Daylight finds us close to the narrow, shallow channel into Harbor Island. I put one person on deck watching for obstacles; one person plotting our course on the chart; another person watching intently the depth sounder; and I am at the helm, responding to the information they provide me. It works. We are at anchor in the quiet harbor on the leeward side of Harbor Island by midmorning, and in to town before noon. We can’t do much for a while, as the storm that we sailed through has taken out the island’s electrical system.
Harbor Island is one of the oldest settlements of The Bahamas, founded even before the United States was a nation. The locals inform us that their ancestors were former slaves from the Colonies. They are still for the most part dark-skinned, whereas their close neighbors to the north on Spanish Wells are mostly white, former British Loyalists from New England. We find this to be essentially true.

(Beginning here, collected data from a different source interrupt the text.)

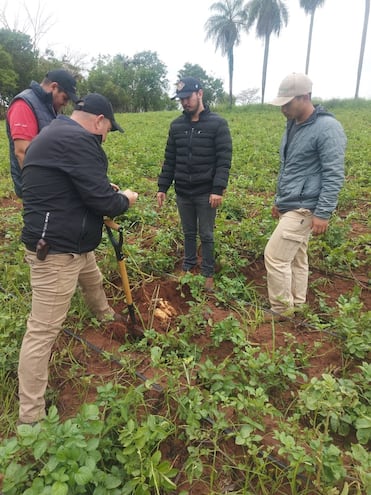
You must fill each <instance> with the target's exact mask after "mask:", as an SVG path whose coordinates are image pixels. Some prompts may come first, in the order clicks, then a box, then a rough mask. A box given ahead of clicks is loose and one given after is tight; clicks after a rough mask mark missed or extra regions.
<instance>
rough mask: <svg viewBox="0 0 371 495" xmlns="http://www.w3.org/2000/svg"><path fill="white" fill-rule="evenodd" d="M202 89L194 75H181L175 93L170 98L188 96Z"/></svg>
mask: <svg viewBox="0 0 371 495" xmlns="http://www.w3.org/2000/svg"><path fill="white" fill-rule="evenodd" d="M199 89H202V86H201V83H200V81H199V80H198V79H196V78H195V77H183V78H182V79H180V81H179V82H178V83H177V85H176V93H175V95H174V96H173V97H172V98H171V99H172V100H175V98H189V97H190V96H191V94H192V93H194V92H197V91H198V90H199Z"/></svg>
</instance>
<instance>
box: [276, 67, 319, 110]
mask: <svg viewBox="0 0 371 495" xmlns="http://www.w3.org/2000/svg"><path fill="white" fill-rule="evenodd" d="M311 92H312V81H311V80H310V79H309V77H308V76H307V75H305V74H301V73H299V72H293V73H292V74H289V75H288V76H286V77H285V79H284V80H283V81H282V82H281V84H280V87H279V89H278V95H277V96H276V98H275V99H274V100H273V101H271V105H276V106H279V107H281V106H282V105H286V103H289V102H290V101H291V100H293V99H294V98H295V96H302V95H307V94H308V93H311Z"/></svg>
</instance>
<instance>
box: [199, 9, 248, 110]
mask: <svg viewBox="0 0 371 495" xmlns="http://www.w3.org/2000/svg"><path fill="white" fill-rule="evenodd" d="M243 3H244V0H224V1H220V2H216V3H213V4H212V5H211V6H210V10H211V11H214V12H215V15H212V16H211V17H210V18H209V19H208V20H207V21H206V23H205V30H206V39H210V38H211V39H213V40H214V41H215V51H216V50H217V49H218V48H220V50H221V52H222V55H223V56H224V55H227V58H228V76H229V104H230V105H232V103H233V69H234V57H233V49H234V47H235V46H238V45H239V44H240V40H241V38H240V34H241V31H242V30H243V29H246V22H247V12H246V9H245V8H244V5H243Z"/></svg>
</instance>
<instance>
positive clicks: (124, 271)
mask: <svg viewBox="0 0 371 495" xmlns="http://www.w3.org/2000/svg"><path fill="white" fill-rule="evenodd" d="M118 265H119V270H120V276H121V281H122V285H123V288H124V292H125V297H126V302H127V304H128V305H131V304H133V299H132V297H131V290H130V285H129V279H128V273H127V271H126V265H125V261H124V260H120V261H119V262H118Z"/></svg>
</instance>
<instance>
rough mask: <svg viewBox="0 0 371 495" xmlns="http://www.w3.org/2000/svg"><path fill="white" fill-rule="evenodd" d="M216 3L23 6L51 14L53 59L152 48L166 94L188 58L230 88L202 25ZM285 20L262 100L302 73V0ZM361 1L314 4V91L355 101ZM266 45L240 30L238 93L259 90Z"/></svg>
mask: <svg viewBox="0 0 371 495" xmlns="http://www.w3.org/2000/svg"><path fill="white" fill-rule="evenodd" d="M215 1H216V0H187V1H183V2H177V1H175V0H102V1H99V2H94V1H90V0H63V2H59V3H58V2H46V0H27V8H28V9H29V11H30V12H31V13H36V11H37V8H38V7H40V6H41V8H42V10H43V12H44V16H46V15H51V17H52V19H53V22H51V23H50V24H51V28H50V30H49V31H48V33H47V34H46V35H45V37H44V38H43V39H42V42H41V48H45V46H48V47H50V48H51V49H53V50H54V52H55V54H56V55H57V56H62V55H63V54H64V53H66V52H67V51H68V52H69V53H73V54H76V55H77V54H78V55H80V56H81V55H85V60H86V61H87V62H89V61H90V60H91V58H92V57H97V56H98V55H99V54H102V55H106V54H109V55H116V54H118V53H120V54H123V55H127V56H129V57H131V56H133V55H134V54H135V53H138V52H141V51H147V50H151V51H154V52H157V55H158V57H159V59H160V60H161V61H162V62H163V63H164V64H165V65H166V66H167V68H168V79H169V83H170V88H171V89H170V93H171V95H172V94H173V92H174V91H173V88H174V84H175V82H176V75H177V72H178V71H179V70H180V69H181V68H182V67H183V65H184V64H185V63H187V62H188V63H192V64H199V65H200V66H201V67H202V68H203V69H204V70H205V71H206V73H207V74H208V75H211V76H214V77H218V78H221V79H222V80H223V82H224V88H225V90H226V91H228V65H227V59H226V58H225V57H222V56H221V53H220V51H218V52H215V48H214V45H213V42H212V41H205V30H204V25H205V22H206V21H207V19H208V18H209V17H210V16H211V15H212V12H211V11H210V6H211V5H212V4H213V3H214V2H215ZM24 3H25V2H24V0H8V1H4V0H0V6H2V7H3V9H4V8H5V9H6V12H7V17H8V20H9V19H18V27H22V22H21V20H22V19H25V18H26V16H25V12H24V9H23V6H24ZM285 3H286V5H287V7H288V9H289V22H288V26H287V27H286V28H283V29H282V31H281V34H280V36H279V37H276V36H274V35H272V36H271V42H270V50H269V60H268V71H267V82H266V92H265V101H266V102H268V101H269V100H270V99H272V98H273V97H274V96H275V95H276V92H277V89H278V85H279V83H280V81H281V80H282V79H283V78H284V77H285V76H286V75H287V74H288V73H290V72H293V71H294V72H304V70H305V59H306V50H307V41H308V31H309V21H310V18H309V16H306V15H305V13H304V11H303V9H301V8H300V6H299V0H286V1H285ZM364 10H365V0H352V1H350V0H325V3H324V6H323V7H321V8H319V9H317V11H316V15H315V20H314V30H313V40H312V50H311V59H310V65H309V76H310V77H311V79H312V80H313V96H314V97H319V98H323V99H328V98H353V97H354V94H355V88H356V77H357V68H358V60H359V52H360V45H361V36H362V29H363V18H364ZM263 50H264V45H263V41H262V40H258V39H257V38H256V37H255V27H253V28H252V30H251V31H250V33H249V34H242V38H241V43H240V45H239V47H238V48H236V49H235V68H234V87H233V93H234V94H235V95H237V94H238V93H239V92H241V91H242V90H244V89H249V88H259V95H260V89H261V79H262V64H263ZM359 96H360V97H363V98H371V28H369V32H368V39H367V44H366V51H365V55H364V61H363V71H362V79H361V85H360V89H359Z"/></svg>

Wednesday June 22, 2005. About mid-day we take the Sirius II for a sail to the northern part of the island where we have been advised we will find excellent snorkeling. Wrong. What looks like rocks, aren’t, and there aren’t very many fish to be seen. We did find some live coral, though, which made the trip worthwhile.
That night we return to the Marina at Dunmore to listen to the folk and rock singer Ithalia Johnson (PO Box EL 27078 Harbor Island, Eleuthera, Bahamas).
Thursday June 23, 2005. Depart Harbor Island at what we determine to be nearly high tide to sail the narrow, shallow northern route to Spanish Wells. Many first-time users of this passage hire a professional pilot boat to guide them through this. After a thorough study of the chart, and with my now experienced crew, I determine that we can safely negotiate this channel. We do, arriving in Spanish Wells just about lunchtime.
The architecture of Spanish Wells still clearly shows the 200 year-old New England influence. The town is neat and orderly and most buildings are newly painted, in bright blue, green and pink hues.
The name, however, dates back to the time of Spanish exploration when sailors were sent ashore to get fresh water from the island. How they negotiated the narrow, shallow passages without benefit of charts, compass, GPS, etc., will always be a mystery to me.
So, what happened to these wells? Now the only water available here at considerable expense is water made from the sea by reverse osmosis. And if you prefer a stronger beverage, it is necessary to take a ferry to the liquor store on nearby Eleuthera Island. This is a very busy ferry.
Friday June 24, 2005. We anchor for the night in the narrow channel entry-way into Spanish Wells. Re-supply with ice first thing in the a.m. and underway by 9:00 for some snorkeling at Egg Cay and the wreck of the Arimora. We spend the night anchored in a Bay at Royal Cay, where we also explored some ruins ashore. Bad choice. Attacked by no-see-ums. They especially like Tinnele, but all three of the crew are badly wounded.
Saturday June 25, 2005. Out to sea to do some sailing and fishing. Another bad choice. No wind. So, we head toward the town of The Current on Eleuthera Island, where the guide book talks about a nice restaurant. Not so, not since Hurricane Andrew (over 10 years ago), so say the locals. So we go into the local mom ‘n pop store, buy a few things for lunch, and go back out to the Sirius II to enjoy.
To avoid a repeat of last evening’s infestation of no-see-ums, I choose to anchor in an open roadstead where there is no nearby land. Another bad choice. Soon after nightfall the wind shifts from east to the west, which is wide open to the vast expanse of the Northeast Providence Channel. Waves are hitting us broadside for several hours. A very rolly night on the anchor. No fun. Not much sleep for me.